Milli Eğitim Bakanı Yusuf Tekin, bu sonucu “okuma becerileri alanında uzun vadeli ortalamaya yakın bir performans” olarak değerlendirdi. Ana dilinde okuduğunu anlamakta zorluk çeken ciddi sayıda öğrenci olduğunu ortaya koyan bu sonuç için, yapılan ‘ortalamaya yakın bir performans’ fazlaca iyimser görünüyor. Bu pozitif bakış açısına ters düşen başka bir veri daha var. Yirmi yıldır AKP’nin yön verdiği eğitim sistemiyle muhatap olan öğrencilerin yüzde 44’ü yaşamından memnun olmadığını söylemiş. Çocuk yaşta hayata ve geleceğe karşı umutsuzluğa sürüklenmiş öğrencilerden yüksek okul başarıları göstermeleri gerçekçi olmadığı gibi adil de değil.

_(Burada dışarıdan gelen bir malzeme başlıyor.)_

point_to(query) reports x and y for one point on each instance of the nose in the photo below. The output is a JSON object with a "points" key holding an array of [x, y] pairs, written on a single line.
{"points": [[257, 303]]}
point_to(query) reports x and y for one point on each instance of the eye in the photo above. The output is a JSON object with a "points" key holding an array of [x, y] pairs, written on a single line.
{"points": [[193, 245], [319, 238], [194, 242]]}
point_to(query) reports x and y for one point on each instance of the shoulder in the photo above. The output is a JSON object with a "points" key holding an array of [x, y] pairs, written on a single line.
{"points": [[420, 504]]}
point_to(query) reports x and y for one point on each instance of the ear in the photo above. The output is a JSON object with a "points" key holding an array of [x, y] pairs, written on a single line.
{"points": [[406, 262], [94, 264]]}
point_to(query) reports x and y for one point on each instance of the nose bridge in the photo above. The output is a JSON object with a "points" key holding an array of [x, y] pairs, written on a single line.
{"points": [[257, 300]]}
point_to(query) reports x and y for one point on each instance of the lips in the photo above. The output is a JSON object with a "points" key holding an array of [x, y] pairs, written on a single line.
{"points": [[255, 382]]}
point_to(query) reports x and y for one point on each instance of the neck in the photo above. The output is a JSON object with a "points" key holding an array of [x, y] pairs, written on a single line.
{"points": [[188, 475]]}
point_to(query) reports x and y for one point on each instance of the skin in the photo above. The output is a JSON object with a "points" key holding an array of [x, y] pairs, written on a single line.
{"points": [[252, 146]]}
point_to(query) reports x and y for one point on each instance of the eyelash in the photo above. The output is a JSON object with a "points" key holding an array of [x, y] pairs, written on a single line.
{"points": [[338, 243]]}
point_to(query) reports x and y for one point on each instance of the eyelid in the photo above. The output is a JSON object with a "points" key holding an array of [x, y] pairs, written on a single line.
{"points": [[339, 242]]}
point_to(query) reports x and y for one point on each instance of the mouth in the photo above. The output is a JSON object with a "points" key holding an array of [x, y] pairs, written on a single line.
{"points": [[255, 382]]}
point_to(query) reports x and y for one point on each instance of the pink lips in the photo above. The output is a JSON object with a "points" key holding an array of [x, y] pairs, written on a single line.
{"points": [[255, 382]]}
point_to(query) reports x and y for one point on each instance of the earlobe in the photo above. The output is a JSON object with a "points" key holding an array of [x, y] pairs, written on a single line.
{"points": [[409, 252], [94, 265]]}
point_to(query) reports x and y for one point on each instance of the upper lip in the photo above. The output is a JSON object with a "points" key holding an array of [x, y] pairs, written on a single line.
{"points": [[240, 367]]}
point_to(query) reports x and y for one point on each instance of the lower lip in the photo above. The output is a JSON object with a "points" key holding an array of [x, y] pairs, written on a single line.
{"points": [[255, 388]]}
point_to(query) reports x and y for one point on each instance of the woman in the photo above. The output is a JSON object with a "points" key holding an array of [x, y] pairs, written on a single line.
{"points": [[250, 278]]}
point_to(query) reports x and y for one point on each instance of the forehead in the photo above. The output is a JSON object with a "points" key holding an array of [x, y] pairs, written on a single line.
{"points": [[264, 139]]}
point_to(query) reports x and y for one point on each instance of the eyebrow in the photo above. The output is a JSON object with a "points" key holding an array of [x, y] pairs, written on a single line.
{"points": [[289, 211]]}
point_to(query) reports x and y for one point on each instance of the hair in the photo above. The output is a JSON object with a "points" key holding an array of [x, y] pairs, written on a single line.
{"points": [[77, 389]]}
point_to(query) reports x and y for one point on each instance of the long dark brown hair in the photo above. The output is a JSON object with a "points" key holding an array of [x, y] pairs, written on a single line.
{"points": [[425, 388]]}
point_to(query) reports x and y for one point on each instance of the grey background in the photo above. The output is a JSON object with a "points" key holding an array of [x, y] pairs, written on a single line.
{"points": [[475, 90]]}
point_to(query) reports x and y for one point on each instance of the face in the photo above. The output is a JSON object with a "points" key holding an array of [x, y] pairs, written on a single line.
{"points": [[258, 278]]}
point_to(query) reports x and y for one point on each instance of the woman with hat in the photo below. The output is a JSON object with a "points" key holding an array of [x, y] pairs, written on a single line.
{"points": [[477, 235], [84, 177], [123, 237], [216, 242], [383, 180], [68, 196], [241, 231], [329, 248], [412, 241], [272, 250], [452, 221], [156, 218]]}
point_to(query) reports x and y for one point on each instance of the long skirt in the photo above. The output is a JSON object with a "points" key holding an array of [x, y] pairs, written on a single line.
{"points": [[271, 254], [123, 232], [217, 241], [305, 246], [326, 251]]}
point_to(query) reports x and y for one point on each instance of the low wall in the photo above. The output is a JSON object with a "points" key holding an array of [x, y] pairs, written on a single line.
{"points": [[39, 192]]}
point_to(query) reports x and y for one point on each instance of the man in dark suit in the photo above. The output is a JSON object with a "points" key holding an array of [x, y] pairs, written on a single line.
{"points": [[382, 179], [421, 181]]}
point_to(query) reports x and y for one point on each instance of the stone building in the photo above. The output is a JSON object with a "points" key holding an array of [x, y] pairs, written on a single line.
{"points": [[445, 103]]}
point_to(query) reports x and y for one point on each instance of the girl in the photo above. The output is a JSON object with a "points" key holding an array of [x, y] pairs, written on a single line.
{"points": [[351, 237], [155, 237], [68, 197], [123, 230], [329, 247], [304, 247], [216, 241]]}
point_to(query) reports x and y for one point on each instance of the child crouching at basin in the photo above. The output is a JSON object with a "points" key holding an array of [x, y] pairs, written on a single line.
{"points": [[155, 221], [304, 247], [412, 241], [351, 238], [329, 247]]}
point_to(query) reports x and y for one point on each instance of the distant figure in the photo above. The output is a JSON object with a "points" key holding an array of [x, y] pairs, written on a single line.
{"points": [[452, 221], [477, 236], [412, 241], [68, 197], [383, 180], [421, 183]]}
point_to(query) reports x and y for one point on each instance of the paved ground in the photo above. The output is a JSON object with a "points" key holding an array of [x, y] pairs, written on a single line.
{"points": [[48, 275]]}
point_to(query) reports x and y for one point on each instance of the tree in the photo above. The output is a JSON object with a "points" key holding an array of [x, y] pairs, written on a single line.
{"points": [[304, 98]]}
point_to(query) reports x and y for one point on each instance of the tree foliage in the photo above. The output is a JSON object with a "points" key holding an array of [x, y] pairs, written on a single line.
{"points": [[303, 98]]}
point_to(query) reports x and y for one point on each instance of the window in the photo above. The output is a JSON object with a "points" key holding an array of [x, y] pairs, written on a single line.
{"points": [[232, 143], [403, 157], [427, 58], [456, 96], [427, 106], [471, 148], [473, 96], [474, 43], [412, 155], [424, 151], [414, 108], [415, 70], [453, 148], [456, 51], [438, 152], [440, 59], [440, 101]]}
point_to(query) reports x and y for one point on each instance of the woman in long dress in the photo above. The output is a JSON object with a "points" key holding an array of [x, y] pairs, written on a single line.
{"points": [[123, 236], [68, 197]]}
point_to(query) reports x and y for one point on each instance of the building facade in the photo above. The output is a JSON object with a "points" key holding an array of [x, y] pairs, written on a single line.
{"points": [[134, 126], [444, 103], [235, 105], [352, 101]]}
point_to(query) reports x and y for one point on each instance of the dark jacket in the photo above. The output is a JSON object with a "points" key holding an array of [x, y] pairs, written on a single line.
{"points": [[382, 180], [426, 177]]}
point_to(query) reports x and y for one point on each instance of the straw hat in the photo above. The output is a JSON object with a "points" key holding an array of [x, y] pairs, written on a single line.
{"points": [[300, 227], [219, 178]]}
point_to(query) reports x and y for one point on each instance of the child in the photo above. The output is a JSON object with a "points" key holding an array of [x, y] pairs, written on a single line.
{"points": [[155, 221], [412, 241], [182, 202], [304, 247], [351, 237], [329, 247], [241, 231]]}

OECD ortalamalarının altında kalmakla beraber tüm ülkeler sıralamasında elde edilen birkaç puanlık artışı başarı olarak gören MEB yine de Türkiye’nin okuma becerileri alanında düşük bir başarı gösterdiğini kabul ediyor. Peki bu durumda istenen ilerleme nasıl sağlanacak? MEB Ölçme, Değerlendirme ve Sınav Hizmetleri Genel Müdürü Kemal Bülbül bu yönde bir dizi çalışma başlattıklarını açıkladı. “Okul sınavlarında çoktan seçmeli soruların yerine açık uçlu soruların kullanılması, konuşma, dinleme becerilerinin ölçülmesi ve temel eğitim yönetmeliğinde yapılan değişiklikle birlikte Türkçe geçme notunun 70’e çekilmesi yapılan birkaç yenilik” olarak duyuruldu. Ayrıca ilkokullarda Türkçenin etkin ve güzel kullanımına yönelik özel ölçme araçları kullanılacak ve öğrenci gelişimi sürekli olarak izlenecek.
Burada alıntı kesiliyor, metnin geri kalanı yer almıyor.